In the current study, Mount Sinai researchers found that the protein called "zinc finger protein 217" (ZFP217) regulates the actions of genes that maintain a balance between stem cell self-renewal and differentiation. The study results were found using mouse embryonic stem cells, which are good cell models for the study of processes seen in human stem cells.
"The hope is that ZPF217 could be used to maintain supplies of therapeutic stem cells," said lead study author Martin Walsh, PhD, Associate Professor of Pediatrics, Structural and Chemical Biology, and Genetics and Genomic Sciences of the Icahn School of Medicine at Mount Sinai. "At the same time, as the human ZNF217 is associated with poor survival in a variety of cancers, understanding how this protein operates in physiological conditions may help to predict cancer risk, achieve earlier diagnosis and provide novel therapeutic approaches."

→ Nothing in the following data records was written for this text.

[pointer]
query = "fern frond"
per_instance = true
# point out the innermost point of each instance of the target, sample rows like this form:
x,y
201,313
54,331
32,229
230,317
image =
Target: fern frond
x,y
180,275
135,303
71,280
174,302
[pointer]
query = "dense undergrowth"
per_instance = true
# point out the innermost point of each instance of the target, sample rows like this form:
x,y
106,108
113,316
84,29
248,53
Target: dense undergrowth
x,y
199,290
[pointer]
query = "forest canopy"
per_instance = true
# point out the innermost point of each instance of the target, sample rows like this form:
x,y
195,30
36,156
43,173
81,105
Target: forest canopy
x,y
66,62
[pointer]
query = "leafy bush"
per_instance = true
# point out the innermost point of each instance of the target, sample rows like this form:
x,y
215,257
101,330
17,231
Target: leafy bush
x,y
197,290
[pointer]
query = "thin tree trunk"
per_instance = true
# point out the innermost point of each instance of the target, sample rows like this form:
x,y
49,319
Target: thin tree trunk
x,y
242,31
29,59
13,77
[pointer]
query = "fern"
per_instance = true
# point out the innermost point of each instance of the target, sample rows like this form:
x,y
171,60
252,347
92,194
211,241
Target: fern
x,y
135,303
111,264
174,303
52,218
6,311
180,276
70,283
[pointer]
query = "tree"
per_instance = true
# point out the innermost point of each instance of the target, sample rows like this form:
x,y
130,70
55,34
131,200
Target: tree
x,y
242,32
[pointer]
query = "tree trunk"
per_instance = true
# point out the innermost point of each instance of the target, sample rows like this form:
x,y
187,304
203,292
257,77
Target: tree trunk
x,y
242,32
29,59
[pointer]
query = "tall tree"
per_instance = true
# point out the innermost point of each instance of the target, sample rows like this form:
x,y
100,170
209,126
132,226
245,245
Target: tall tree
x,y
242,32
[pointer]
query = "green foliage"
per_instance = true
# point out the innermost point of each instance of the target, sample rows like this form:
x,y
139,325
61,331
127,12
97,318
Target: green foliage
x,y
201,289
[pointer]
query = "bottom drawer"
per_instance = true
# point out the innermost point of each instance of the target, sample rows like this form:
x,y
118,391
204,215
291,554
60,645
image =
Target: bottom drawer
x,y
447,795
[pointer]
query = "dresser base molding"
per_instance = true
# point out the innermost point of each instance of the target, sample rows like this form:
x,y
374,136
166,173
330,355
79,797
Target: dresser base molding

The study results build on genetic and epigenetic basics, including that the blueprint for the human body is encoded in genes that direct the building of one or more proteins. Gene expression is the process where information stored as DNA is converted (transcribed) by enzymes into related molecules called RNAs, and then into proteins that make up the body's structures and signals.
A transcriptome is the set of all RNA molecules transcribed in each cell type, and a readout on which genes are turned in that cell at the time. DNA is transcribed into messenger RNA (mRNA) that carries the code to ribosomes, the molecular machines that build proteins by reading the mRNA instructions. At several points in the process of turning on genes, transcribing them into RNAs, and then translating them into proteins, chemical changes may occur that either encourage or interfere with that gene expression.
This is the science of epigenetics, in which chemical changes to genetic material turn genes on or off without changing the order of the DNA code inherited from your parents. Methylation, the chemical attachment at a certain point on the DNA chain of a methyl group (one carbon atom bonded to three hydrogen atoms), is a common type of epigenetic, regulatory change that can "silence" a gene.
While many epigenetic mechanisms regulate genetic function at the level of DNA, an emerging science looks at regulation through chemical changes to RNAs in yet another level of regulatory finesse.
N6-Methyladenosine (m6A) is the most commonly occurring RNA modification in human cells, influencing the stability and its ability to carry genetic messages. In the current study, ZFP217 was found to regulate m6A deposition on to mRNAs created by stem cell pluripotency genes by attaching to another enzyme, m6A methyltransferase-like 3 (METTL3), and rendering it inactive. This prevents methylations that would otherwise cause the stem cells to differentiate, putting an end to their self-renewal and pluripotency.
At the same time, the study results provide further argument for notion that m6A methylation, partly controlled by ZFP217 signaling, is relevant in human cancers. Overexpression of ZNF217 provides an advantage to tumor cells by allowing cells to infinitely proliferate and turning down pathways that typically tell cells to mature into functional cells (bone, blood, skin cells).
The research team also found that ZFP217 turns on the genes important for stemness, including Nanog and Sox2. ZFP217 expression may in turn be influenced by these same factors in the kind of feedback loop seen in complex genetic regulation.
Since 2006, researchers have been able of take differentiated specialized cells, like skin cells, and transform them into induced pluripotent stem cells or iPSCs. Such iPSCs are genetically specific to that patient. This offers the promise of creating personalized, therapeutic stem cells. Nanog and Sox2 are among the enzymes used by researchers to generate iPSCs, therefore ZFP217 may represent another tool needed to achieve tight control over cell reprogramming.